Is there evidence that some sites in the alignment have been subject to positive diversifying selection, either pervasive (throughout the evolutionary tree) or episodic (only on some lineages)? In other words, BUSTED asks whether a given gene has been subject to positive, diversifying selection at any site, at any time. If a priori information about lineages of interest is available (e.g., due to migration, change in the environment, etc.), then BUSTED can be restricted to test for selection only on a subset of tree lineages, potentially boosting power.
BUSTED (Branch-site Unrestricted Statistical Test for Episodic Diversification) is a powerful tool for detecting gene-wide evidence of episodic positive selection. It works by fitting a codon model to the data and comparing a null model, which does not allow for positive selection, to an alternative model that does. If the alternative model provides a statistically significant better fit to the data, then we can conclude that there is evidence for positive selection.
The core of BUSTED is a random effects branch-site model. This model allows the selection pressure (represented by the omega ratio, dN/dS) to vary both among sites in the alignment and across branches in the phylogenetic tree. The model includes three rate classes for omega: one for negative/purifying selection (omega < 1), one for neutral evolution (omega = 1), and one for positive/diversifying selection (omega > 1).
BUSTED tests for positive selection by comparing a constrained model (where omega is not allowed to be greater than 1) to an unconstrained model (where omega can be greater than 1). A likelihood ratio test is used to determine if the unconstrained model is a significantly better fit to the data. If it is, then there is evidence for positive selection acting on the gene.

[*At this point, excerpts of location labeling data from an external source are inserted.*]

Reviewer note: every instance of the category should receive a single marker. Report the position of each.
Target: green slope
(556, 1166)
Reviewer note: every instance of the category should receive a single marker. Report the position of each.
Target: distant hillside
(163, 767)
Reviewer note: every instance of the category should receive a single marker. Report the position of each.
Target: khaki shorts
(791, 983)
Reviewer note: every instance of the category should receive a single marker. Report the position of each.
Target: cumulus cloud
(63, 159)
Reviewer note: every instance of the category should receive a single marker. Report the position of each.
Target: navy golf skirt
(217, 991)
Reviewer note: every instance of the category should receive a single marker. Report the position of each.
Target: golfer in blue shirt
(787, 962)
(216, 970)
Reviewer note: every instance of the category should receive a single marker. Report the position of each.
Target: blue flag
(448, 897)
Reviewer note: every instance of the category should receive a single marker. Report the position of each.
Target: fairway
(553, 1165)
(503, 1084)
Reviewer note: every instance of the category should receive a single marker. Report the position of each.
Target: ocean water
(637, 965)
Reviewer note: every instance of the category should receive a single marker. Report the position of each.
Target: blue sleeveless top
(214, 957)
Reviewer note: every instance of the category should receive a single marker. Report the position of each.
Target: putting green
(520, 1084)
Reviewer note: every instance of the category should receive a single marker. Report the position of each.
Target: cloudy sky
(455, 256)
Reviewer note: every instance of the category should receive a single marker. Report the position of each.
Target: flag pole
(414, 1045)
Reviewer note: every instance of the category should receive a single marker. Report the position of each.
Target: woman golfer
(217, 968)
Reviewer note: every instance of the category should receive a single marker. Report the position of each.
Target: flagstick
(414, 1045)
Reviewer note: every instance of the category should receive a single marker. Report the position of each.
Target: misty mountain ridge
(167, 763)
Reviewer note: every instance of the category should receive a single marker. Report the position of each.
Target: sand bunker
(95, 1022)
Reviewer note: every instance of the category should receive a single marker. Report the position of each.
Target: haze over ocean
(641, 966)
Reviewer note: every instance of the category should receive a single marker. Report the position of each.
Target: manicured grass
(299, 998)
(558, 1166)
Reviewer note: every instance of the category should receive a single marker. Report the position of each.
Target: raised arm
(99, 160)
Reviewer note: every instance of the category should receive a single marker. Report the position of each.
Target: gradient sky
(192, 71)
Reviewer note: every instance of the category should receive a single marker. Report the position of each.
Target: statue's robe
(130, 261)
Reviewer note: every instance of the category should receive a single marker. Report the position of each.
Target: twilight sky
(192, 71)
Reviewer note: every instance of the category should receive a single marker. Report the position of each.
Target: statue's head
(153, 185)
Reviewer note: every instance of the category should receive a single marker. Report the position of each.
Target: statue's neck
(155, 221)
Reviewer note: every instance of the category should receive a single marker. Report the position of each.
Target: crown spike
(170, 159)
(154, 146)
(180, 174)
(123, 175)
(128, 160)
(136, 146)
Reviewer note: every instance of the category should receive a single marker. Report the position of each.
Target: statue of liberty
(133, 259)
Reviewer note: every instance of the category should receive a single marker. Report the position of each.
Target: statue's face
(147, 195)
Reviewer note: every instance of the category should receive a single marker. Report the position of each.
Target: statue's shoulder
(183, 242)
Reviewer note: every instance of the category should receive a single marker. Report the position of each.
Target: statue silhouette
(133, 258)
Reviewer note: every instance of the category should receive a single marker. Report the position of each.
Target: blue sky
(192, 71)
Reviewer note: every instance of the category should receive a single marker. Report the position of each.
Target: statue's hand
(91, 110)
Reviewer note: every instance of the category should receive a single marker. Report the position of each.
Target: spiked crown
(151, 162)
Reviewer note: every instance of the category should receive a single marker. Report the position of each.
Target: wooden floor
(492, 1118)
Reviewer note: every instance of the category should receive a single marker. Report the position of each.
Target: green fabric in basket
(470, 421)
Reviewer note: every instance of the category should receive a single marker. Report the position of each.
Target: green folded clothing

BUSTED can also incorporate models of selection on synonymous substitutions (MSS models). This is a new comparative framework for estimating selection on synonymous substitutions. These models account for selection by partitioning synonymous substitutions into multiple classes and estimating relative substitution rates for each, while also considering confounders like mutation bias. This framework allows for the study of selection on synonymous substitutions in diverse taxa without prior assumptions about the driving forces. For more information, please see the source publication: http://pubmed.ncbi.nlm.nih.gov/40129111/
Note: the names of sequences in the alignment must match the names of the sequences in the tree.
A JSON file with analysis results (http://hyphy.org/resources/json-fields.pdf).
For each tested branch the analysis will infer the appropriate number of selective regimes, and whether or not there is statistical evidence of positive selection on that branch.
A custom visualization module for viewing these results is available (see http://vision.hyphy.org/BUSTED for an example)
--code Which genetic code to use
--alignment An in-frame codon alignment in one of the formats supported by HyPhy.
--tree A phylogenetic tree (optionally annotated with {}).
--branches Which branches should be tested for selection?
All [default] : test all branches
Internal : test only internal branches (suitable for
intra-host pathogen evolution for example, where terminal branches
may contain polymorphism data)
Leaves: test only terminal (leaf) branches
Unlabeled: if the Newick string is labeled using the {} notation,
test only branches without explicit labels
(see http://hyphy.org/tutorials/phylotree/)
--kill-zero-lengths Automatically delete internal zero-length branches for computational efficiency.
Advanced parameters
...................
--srv Include synonymous rate variation in the model.
--grid-size The number of points in the initial distributional guess for likelihood fitting.
--starting-points The number of initial random guesses to seed rate values optimization.
--syn-rates The number of synonymous rate classes to include in the model [1-10, default 3].
--rates The number of non-synonymous rate classes to include in the model [1-10, default 3].
--multiple-hits Include support for multiple nucleotide substitutions.
None: No correction.
Double: Allow double substitutions.
Double+Triple: Allow double and triple substitutions.
--error-sink [Advanced experimental setting] Include a rate class to capture misalignment artifacts.
--mss Include support for multiple synonymous rate class substitutions.
--mss-type How to partition synonymous codons into classes.
Full: Each set of codons mapping to the same amino-acid class have a separate substitution rate (Valine == neutral)
SynREV: Each set of codons mapping to the same amino-acid class have a separate substitution rate (mean = 1)
SynREV2: Each pair of synonymous codons mapping to the same amino-acid class and separated by a transition have a separate substitution rate (no rate scaling))
SynREV2g: Each pair of synonymous codons mapping to the same amino-acid class and separated by a transition have a separate substitution rate (Valine == neutral). All between-class synonymous substitutions share a rate.
SynREVCodon: Each codon pair that is exchangeable gets its own substitution rate (fully estimated, mean = 1)
Random: Random partition (specify how many classes; largest class = neutral)
Empirical: Load a TSV file with an empirical rate estimate for each codon pair
File: Load a TSV partition from file (prompted for neutral class)
Codon-file: Load a TSV partition for pairs of codons from a file (prompted for neutral class)
--mss-file File defining the model partition.
--mss-reference-rate Normalize relative to these rates.
--mss-classes How many codon rate classes.
--mss-neutral Designation for the neutral substitution rate.